トヨタ系部品メーカー、EV対応加速 駆動装置やコンプレッサー、強み生かす
脱炭素に向けて世界で電気自動車(EV)の普及が進む中、アイシンなどのトヨタ自動車系部品メーカーが、EV向け部品の増産や開発を急いでいる。エンジンなどのガソリン車向け部品はEVで不要になるものが多いため、各社が強みを生かせるEV向け駆動装置など新たな製品に注力する。(共同通信=磯田伊織) EVの需要は足元で減速傾向にあるものの、英調査会社グローバルデータは、世界販売台数に占める割合が2023年の11.3%から2035年には51.3%まで伸びると予測している。 変速機を主力とするアイシンは、モーターやギア、車内の電気を制御するインバーターが一体になったEV向け駆動装置「イーアクスル」を開発。トヨタ初の量産EV「bZ4X」など向けに量産しているほか、2020年代後半には大幅に小型化した次世代製品の投入を目指す。 駆動装置を小さくすることができれば車内を広く設計できるといい、担当者は「徹底的に小型化にこだわる」と話した。他の複数の部品も組み込んだ上で従来より体積を6割、重さを4割減らした試作品が既にできており、搭載した車で走行試験を行っている。

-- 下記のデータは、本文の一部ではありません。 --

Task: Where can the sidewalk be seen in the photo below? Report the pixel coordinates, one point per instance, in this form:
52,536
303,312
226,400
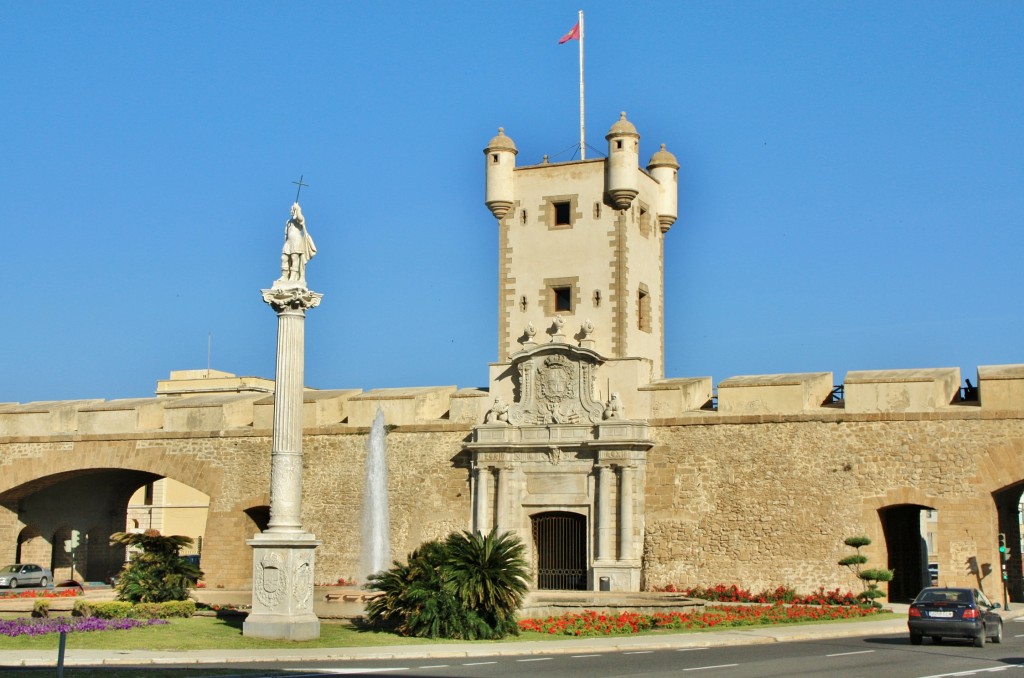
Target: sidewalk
750,636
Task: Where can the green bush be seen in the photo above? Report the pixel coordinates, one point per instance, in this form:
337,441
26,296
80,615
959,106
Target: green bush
869,577
113,609
468,586
163,610
158,574
183,608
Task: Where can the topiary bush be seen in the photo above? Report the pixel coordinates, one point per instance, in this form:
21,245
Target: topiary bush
869,577
159,574
468,586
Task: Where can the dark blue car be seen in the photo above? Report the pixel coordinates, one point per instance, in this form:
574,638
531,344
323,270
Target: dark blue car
946,612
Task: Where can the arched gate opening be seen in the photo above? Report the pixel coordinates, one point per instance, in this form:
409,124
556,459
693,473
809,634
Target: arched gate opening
1008,508
560,544
907,550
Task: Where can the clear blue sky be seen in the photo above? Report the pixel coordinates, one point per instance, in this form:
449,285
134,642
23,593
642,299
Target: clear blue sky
852,181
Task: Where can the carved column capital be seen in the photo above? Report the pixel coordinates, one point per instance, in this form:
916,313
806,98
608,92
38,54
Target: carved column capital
291,298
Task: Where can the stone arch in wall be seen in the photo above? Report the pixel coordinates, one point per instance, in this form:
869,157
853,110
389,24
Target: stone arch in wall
260,517
906,549
560,548
1008,510
32,546
84,486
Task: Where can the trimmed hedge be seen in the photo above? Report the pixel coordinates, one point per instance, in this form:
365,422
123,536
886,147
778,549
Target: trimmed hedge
41,608
119,609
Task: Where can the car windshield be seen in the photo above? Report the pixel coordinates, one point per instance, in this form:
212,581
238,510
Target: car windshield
944,595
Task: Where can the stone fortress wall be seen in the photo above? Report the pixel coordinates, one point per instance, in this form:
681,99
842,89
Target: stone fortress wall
756,479
761,491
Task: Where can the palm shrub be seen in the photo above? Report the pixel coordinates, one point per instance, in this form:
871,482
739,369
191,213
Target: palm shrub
159,574
467,586
869,577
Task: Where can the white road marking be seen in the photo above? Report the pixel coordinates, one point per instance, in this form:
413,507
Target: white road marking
974,672
342,672
860,651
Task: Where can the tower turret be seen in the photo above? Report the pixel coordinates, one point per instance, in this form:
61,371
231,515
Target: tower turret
623,177
500,154
665,168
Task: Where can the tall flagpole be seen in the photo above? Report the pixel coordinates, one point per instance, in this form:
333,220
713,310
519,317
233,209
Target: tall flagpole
583,136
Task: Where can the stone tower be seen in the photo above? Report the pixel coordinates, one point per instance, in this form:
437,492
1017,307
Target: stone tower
582,242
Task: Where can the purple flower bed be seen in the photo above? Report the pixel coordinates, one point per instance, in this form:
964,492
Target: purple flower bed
39,627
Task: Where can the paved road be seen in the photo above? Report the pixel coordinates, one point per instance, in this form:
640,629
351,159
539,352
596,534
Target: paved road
868,657
884,655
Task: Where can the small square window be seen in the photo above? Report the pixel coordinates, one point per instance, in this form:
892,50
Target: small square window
563,213
643,309
563,299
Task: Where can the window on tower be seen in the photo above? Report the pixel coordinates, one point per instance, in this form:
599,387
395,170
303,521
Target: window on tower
560,295
560,211
643,308
563,214
563,299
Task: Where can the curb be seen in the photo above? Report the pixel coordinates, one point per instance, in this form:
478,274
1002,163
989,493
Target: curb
38,659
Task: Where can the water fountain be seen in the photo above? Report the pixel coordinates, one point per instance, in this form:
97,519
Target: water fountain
376,531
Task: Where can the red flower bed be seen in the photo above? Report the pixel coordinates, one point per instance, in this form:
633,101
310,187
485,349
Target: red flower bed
590,623
70,592
732,593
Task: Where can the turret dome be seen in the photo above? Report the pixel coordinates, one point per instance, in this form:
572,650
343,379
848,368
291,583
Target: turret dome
501,142
663,159
623,127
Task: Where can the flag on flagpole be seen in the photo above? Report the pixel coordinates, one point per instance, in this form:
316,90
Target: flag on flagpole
573,34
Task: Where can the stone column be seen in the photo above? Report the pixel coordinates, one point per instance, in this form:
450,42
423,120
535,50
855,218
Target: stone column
480,501
603,513
501,476
284,555
626,513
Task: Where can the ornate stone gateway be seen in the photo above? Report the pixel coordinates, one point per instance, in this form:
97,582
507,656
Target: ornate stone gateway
557,452
560,540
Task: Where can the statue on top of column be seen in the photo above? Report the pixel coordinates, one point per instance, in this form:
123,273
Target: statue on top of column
298,250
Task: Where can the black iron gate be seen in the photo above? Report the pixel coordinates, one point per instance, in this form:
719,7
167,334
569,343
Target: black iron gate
560,540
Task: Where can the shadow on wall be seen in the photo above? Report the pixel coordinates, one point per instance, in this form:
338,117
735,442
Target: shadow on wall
980,571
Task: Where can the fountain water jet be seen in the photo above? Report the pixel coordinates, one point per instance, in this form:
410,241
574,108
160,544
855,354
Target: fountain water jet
376,531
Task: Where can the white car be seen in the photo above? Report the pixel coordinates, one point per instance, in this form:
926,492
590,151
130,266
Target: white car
25,575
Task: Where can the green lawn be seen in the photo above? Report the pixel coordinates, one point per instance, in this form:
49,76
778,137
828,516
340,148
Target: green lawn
211,633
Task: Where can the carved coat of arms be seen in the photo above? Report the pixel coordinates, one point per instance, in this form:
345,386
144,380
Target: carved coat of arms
269,583
555,386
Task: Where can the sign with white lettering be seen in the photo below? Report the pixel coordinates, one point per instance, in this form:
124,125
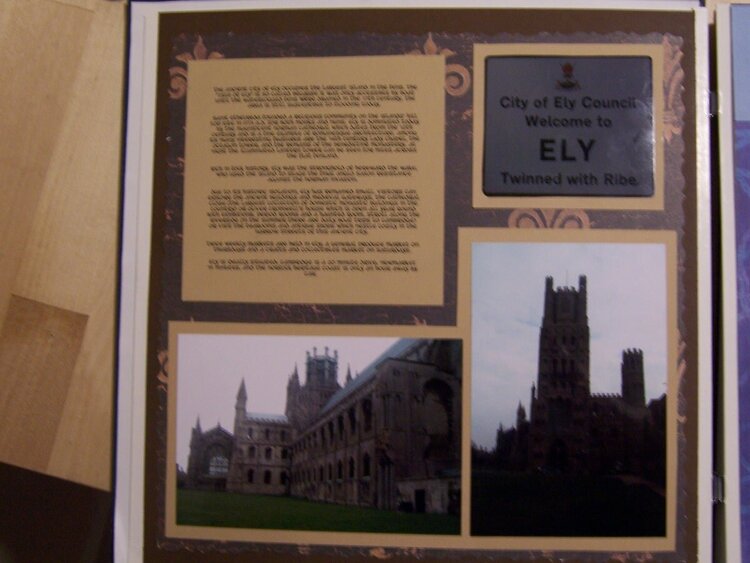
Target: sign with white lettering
569,126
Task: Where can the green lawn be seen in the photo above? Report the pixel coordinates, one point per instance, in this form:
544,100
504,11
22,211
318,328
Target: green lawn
233,510
524,504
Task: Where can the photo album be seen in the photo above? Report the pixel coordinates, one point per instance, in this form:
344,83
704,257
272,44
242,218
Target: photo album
420,282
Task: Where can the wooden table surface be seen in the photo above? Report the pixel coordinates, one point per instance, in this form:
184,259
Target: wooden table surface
61,96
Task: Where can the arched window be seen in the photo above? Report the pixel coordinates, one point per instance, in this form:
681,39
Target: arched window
366,465
218,465
367,414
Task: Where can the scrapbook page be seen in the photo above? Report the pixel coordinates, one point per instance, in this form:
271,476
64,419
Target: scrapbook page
414,283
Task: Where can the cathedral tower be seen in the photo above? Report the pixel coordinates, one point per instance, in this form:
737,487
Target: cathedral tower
303,402
559,410
633,391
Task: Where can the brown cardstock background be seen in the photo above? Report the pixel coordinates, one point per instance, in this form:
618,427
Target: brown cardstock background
428,31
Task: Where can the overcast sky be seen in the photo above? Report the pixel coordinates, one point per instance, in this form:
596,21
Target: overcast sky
626,309
211,368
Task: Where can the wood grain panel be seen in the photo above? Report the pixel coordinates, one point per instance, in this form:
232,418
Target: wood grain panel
39,345
59,201
42,43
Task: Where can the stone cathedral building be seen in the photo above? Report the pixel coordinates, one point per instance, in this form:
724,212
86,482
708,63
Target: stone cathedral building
571,429
387,438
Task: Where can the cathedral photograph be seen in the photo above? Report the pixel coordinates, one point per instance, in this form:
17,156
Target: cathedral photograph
569,389
319,433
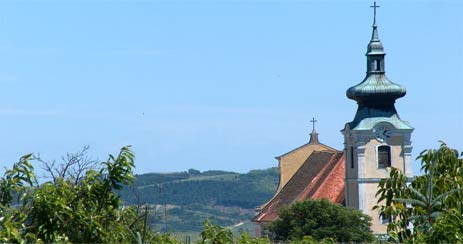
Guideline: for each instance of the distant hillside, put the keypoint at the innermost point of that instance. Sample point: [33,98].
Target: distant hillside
[182,201]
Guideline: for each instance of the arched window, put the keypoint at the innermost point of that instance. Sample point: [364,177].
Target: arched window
[384,157]
[351,157]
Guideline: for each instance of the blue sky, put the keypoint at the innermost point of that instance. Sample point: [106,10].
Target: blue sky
[216,84]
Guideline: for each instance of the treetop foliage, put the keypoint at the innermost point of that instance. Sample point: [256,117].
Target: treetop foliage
[321,219]
[427,208]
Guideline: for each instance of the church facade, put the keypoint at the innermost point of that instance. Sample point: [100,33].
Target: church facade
[375,140]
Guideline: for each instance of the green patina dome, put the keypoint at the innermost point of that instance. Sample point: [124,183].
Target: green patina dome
[376,88]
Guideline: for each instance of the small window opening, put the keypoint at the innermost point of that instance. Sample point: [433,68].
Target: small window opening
[385,220]
[351,157]
[384,157]
[377,65]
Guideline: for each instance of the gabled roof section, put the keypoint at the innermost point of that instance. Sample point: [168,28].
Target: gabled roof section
[321,176]
[320,146]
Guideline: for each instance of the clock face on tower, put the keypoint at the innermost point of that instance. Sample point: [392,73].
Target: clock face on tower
[382,133]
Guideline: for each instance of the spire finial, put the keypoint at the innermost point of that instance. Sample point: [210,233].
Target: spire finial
[314,134]
[374,12]
[313,123]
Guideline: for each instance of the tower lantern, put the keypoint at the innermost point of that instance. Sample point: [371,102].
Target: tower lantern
[377,138]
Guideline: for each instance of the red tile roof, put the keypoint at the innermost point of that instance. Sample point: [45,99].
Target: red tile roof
[321,176]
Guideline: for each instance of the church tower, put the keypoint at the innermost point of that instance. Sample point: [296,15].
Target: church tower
[377,138]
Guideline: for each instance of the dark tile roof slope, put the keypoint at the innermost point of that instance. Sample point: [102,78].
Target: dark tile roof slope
[321,176]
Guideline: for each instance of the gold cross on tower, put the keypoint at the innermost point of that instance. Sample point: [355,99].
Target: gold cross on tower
[313,123]
[374,12]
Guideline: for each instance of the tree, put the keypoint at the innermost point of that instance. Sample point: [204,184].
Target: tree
[427,208]
[321,219]
[65,210]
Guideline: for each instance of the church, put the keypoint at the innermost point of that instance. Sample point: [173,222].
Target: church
[376,139]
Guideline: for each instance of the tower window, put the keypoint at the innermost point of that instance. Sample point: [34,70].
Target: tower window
[385,220]
[351,157]
[384,157]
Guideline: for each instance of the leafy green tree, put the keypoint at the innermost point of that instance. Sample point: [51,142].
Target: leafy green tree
[321,219]
[65,210]
[427,208]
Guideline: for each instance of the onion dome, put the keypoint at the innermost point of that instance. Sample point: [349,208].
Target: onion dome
[376,89]
[376,94]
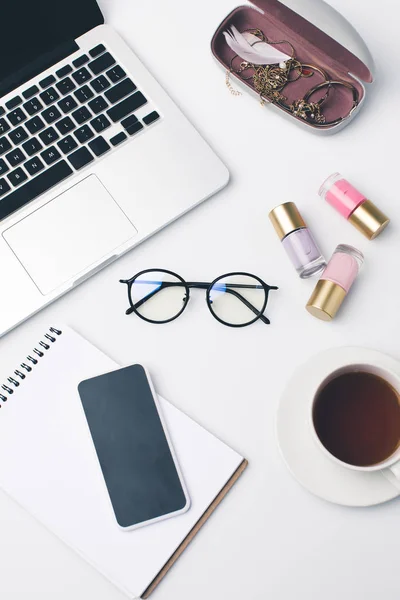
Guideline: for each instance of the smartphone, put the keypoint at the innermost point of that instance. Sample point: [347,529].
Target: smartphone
[135,453]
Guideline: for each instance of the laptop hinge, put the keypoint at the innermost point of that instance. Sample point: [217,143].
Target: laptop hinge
[37,66]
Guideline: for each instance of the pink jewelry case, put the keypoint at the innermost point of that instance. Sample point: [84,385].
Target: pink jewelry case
[320,36]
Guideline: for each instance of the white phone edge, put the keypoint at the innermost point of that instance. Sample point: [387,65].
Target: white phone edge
[176,463]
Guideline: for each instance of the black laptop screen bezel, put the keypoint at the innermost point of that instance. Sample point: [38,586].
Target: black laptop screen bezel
[36,35]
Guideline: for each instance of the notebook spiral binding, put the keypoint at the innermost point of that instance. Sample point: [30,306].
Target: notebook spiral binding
[14,381]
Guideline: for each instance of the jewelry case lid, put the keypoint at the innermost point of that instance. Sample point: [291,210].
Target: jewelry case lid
[327,29]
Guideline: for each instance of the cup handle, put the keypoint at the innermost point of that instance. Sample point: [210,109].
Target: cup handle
[392,474]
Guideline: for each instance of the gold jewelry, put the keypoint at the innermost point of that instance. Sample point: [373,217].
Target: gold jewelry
[309,111]
[320,102]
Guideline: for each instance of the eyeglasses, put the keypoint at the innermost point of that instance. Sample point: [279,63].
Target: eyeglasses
[234,299]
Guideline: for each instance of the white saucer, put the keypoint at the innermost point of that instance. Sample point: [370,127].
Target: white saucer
[306,462]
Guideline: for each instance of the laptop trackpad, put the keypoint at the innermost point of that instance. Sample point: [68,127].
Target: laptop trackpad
[69,234]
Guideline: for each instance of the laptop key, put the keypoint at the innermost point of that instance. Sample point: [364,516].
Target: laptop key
[65,125]
[34,165]
[30,92]
[102,63]
[84,94]
[35,187]
[47,81]
[124,108]
[32,146]
[49,96]
[81,60]
[3,166]
[18,135]
[98,105]
[100,123]
[48,136]
[17,176]
[129,121]
[67,144]
[97,50]
[67,104]
[119,91]
[64,71]
[13,102]
[99,146]
[4,187]
[81,76]
[15,157]
[116,73]
[33,106]
[4,126]
[81,115]
[4,145]
[135,128]
[51,114]
[150,118]
[16,116]
[80,158]
[50,155]
[65,85]
[100,84]
[34,125]
[83,134]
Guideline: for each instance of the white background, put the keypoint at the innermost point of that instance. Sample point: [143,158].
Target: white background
[269,538]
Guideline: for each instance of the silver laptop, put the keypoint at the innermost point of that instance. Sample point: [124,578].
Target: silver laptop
[94,155]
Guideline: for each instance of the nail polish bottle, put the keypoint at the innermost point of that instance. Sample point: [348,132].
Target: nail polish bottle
[335,282]
[353,206]
[297,240]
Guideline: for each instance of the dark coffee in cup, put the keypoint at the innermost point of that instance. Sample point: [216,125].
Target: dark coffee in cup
[356,417]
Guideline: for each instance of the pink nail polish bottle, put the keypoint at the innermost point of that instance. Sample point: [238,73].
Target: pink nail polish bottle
[353,206]
[335,282]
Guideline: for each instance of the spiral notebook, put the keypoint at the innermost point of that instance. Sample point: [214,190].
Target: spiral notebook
[52,469]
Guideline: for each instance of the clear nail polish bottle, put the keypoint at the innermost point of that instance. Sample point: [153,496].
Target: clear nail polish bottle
[335,282]
[297,240]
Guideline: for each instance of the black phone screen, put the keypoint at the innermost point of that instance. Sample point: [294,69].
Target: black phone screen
[131,445]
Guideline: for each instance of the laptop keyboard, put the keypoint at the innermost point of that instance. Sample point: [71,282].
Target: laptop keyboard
[58,127]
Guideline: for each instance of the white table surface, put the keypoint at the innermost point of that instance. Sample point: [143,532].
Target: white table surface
[269,538]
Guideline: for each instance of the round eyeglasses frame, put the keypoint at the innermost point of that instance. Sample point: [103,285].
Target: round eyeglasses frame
[204,286]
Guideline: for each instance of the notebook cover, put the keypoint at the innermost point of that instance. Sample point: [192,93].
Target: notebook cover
[43,495]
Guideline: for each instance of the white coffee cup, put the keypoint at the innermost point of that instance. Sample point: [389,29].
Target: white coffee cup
[391,465]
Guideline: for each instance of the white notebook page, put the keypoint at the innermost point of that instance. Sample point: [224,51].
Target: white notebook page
[49,466]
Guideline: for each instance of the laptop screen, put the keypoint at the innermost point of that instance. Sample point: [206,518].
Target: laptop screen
[33,28]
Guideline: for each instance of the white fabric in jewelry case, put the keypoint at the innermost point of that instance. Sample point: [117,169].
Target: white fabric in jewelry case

デンソーはインバーターを増産する。2023年に生産を始めた欧州に加え、2026年度にはアジアでも予定する。2030年度の生産台数は2022年度比5.4倍の1900万台を見込む。 2020年には愛知県安城市の拠点にEVなどに関連する研究開発施設「電動開発センター」を設立した。設計と生産の両部門の連携を密接にしたことなどで開発期間が半分になったという。 冷媒と呼ばれるエアコンガスを圧縮し、循環させ車内を冷やすカーエアコン用のコンプレッサーで世界最大手の豊田自動織機は、EV向けコンプレッサーの生産を増やす。ハイブリッド車(HV)向けを含め、2025年度は前年度比2割増の1200万台とする計画だ。 EVは暖房にエンジンの排熱が使えないため、冷房だけでなく暖房の際もコンプレッサーを動かす必要がある。車載電池の冷却を担う役割もあり、より高性能な部品の開発を目指す。